Yesterday (Friday 2 December) I went in search of bread, newspapers and real orange juice. The latter is not easy to come by. In a land where the produce is uniformly excellent, Israelis seem incapable of making and packing orange juice. The juices and drinks sold in the stores generally suck. But, if you walk the streets a bit, you’ll soon come to a stand or a hole-in-the-wall shop where you can get fresh squeezed fruit juices. Pick your fruit, or some combination of fruits, and your craving is cured.
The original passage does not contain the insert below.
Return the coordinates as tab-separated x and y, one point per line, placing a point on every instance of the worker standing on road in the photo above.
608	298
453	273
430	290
Israel is, stereotypically, described as being divided into the religious and the secular. Well, this is sort of accurate but only if you look at the world through Jewish eyes. Secular Israel is not the assimilated, Protestant, McCulture of the US. For starters, the weekend here is Friday and Saturday. I walked out on the street Friday morning and immediately sensed the change in rhythm. Most residents have begun the weekend. Cafes that had been mostly empty on Wednesday and Thursday were full for brunch. The English-language version of the Jerusalem Post was thick with a magazine, entertainment guide for the next week and advertisements. The local bakery has 3 or 4 varieties of challah and fabulous four-grain bread. The little old man who squeezes my orange juice insists that I sit down at his one table and read my newspaper. Everyone and everything was slowing and relaxing. Everyone (neighbors, cabbies, newsies, everyone) says “Shabbat Shalom.” There are no “snowflakes” or other “generic, seasonal, constitutional” displays. Tel Aviv may be more “secular” than “religious” but it is unmistakably Jewish.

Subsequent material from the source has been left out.